The tower will hold the weight of a 48-bell, four-octave carillon weighing upwards of 45,000 pounds, Tim Verdin, production manager of the Ohio-based Verdin Co., told supervisors.
But, more than that, an original cost estimate of $510,661 to upgrade the tower’s structural support was also likely way off, Verdin informed them.
“Something was amiss there,” he said.
After a fresh inspection, it appears there was significant overlap in the work proposed 20 years ago by Story Construction and the work proposed by Verdin.
“The answer was, yes, the tower will carry that load,” Verdin said. “It is not going to cost a half a million dollars to build a support structure to carry the bells.”
Verdin on Thursday proposed manufacturing, in Cincinnati, a new frame capable of holding 34 more bells than the 14-bell Jefferson tower currently has.
That frame would be hoisted by a crane and fit in the existing frame’s footprint, he said.
While it was officially dedicated on Oct. 16, 1966, as the Mahanay Memorial Carillon Tower, the Mahanay tower isn’t technically a true carillon.
A true carillon requires at least 23 bells.
Anything less — like Greene County’s iconic 14-bell tower — is considered a chime.
While the real bells do, in fact, chime on the hour, quarter and half-hour, there aren’t enough of them to play actual music.
For that, a new digital music system replicates the sound of 61 cast bells and blasts them through speakers.
In its day, the bell tower was completed at a cost of $350,000.
Obtaining enough bells for a true carillon has been a longtime quest for Carole Custer, president of the Mahanay Bell Tower Community Foundation.
“The goal has always been to make it a true carillon,” she told The Jefferson Herald earlier this month. “After the tower has been in Greene County for 50 years, we should have it finished.”
Supervisors, on whose land the tower sits, seem receptive to fulfilling that wish.
“Everything you’ve laid out sounds great,” Supervisor John Muir told Verdin.
Verdin will work up a new cost estimate for supervisors, and the supervisors will proceed with conducting an updated structural analysis on the tower itself to see if anything’s changed in the 20 years since interest first was shown in upgrading the 168-foot local landmark.
“We need to know that whatever we do up there is safe,” Muir said.
The fabricated steel structure currently in place for the bells is showing signs of corrosion and hasn’t done the cast bells any favors, according to Verdin.
“Because the bells are in an environment that gets 24/7 elements ... because there’s no roof over it, it’s taken the full brunt of those elements,” he said.

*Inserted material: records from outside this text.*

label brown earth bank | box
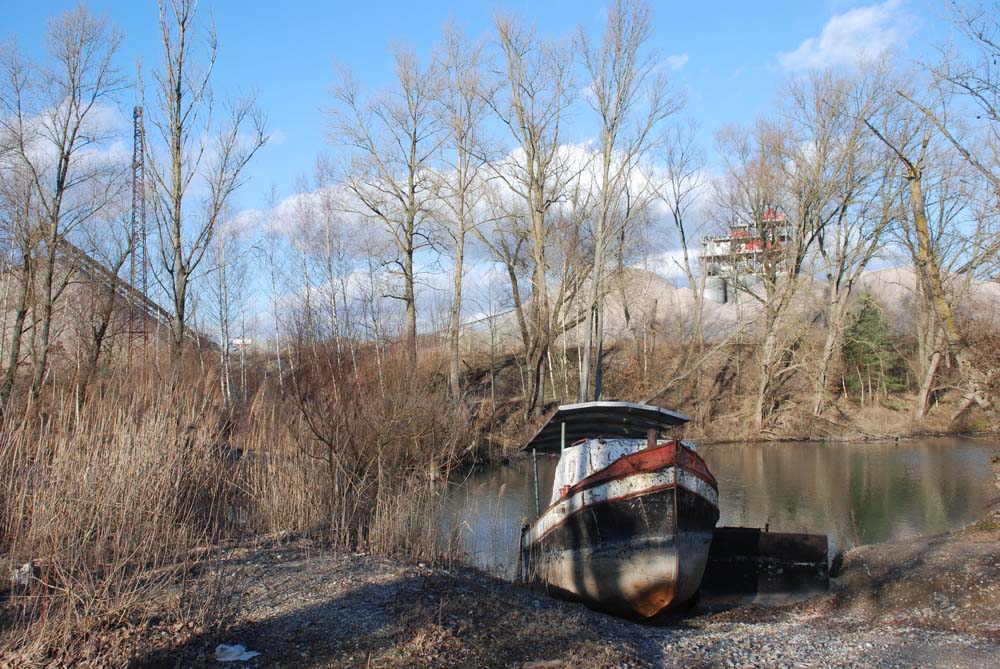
[21,515,1000,669]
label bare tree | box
[787,62,901,415]
[658,118,705,352]
[0,161,38,412]
[579,0,683,402]
[67,179,134,405]
[490,16,573,415]
[148,0,267,360]
[0,6,123,395]
[438,27,492,399]
[331,49,441,362]
[866,81,992,417]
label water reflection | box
[449,438,998,577]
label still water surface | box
[448,438,1000,577]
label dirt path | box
[134,519,1000,669]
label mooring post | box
[531,448,542,518]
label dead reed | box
[0,348,470,658]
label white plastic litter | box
[215,643,260,662]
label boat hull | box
[522,445,719,618]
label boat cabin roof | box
[521,402,691,452]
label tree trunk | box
[448,217,465,400]
[0,252,31,414]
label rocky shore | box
[128,515,1000,669]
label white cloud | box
[646,247,701,283]
[663,51,688,70]
[778,0,914,70]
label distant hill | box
[465,267,1000,350]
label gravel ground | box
[132,517,1000,669]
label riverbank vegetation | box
[0,0,1000,665]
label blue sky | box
[0,0,946,208]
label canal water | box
[447,438,1000,578]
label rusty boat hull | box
[521,441,719,618]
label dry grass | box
[0,344,469,665]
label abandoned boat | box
[521,402,719,618]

One by one, the electrical strikers for individual bells have broken down, Verdin reported.
As a result, he said, technicians have robbed parts from other bells to keep the Westminster chime going for its timely reminders.
The tower’s new digital music system, installed in mid-December at a cost of about $16,000, has the capability to play any amount of real bells, Verdin said.
Verdin also reminded supervisors of the unique opportunity they have to make a true carillon out of the Mahanay tower.
There are only about 400 carillons in the entire world, he said.
“What you guys have is very rare,” he said.
The big bells — including a 4,700-pound C bell — are already in place, he said.
“You’ve got the potential of a big carillon,” he said.
An additional 15 upper-octave bells have long been purchased and remain inside the courthouse.
Verdin recommended installing those 15 additional bells with the new support structure.
“It would look like the frame is filling up,” he said. “That would be a good way to excite people.”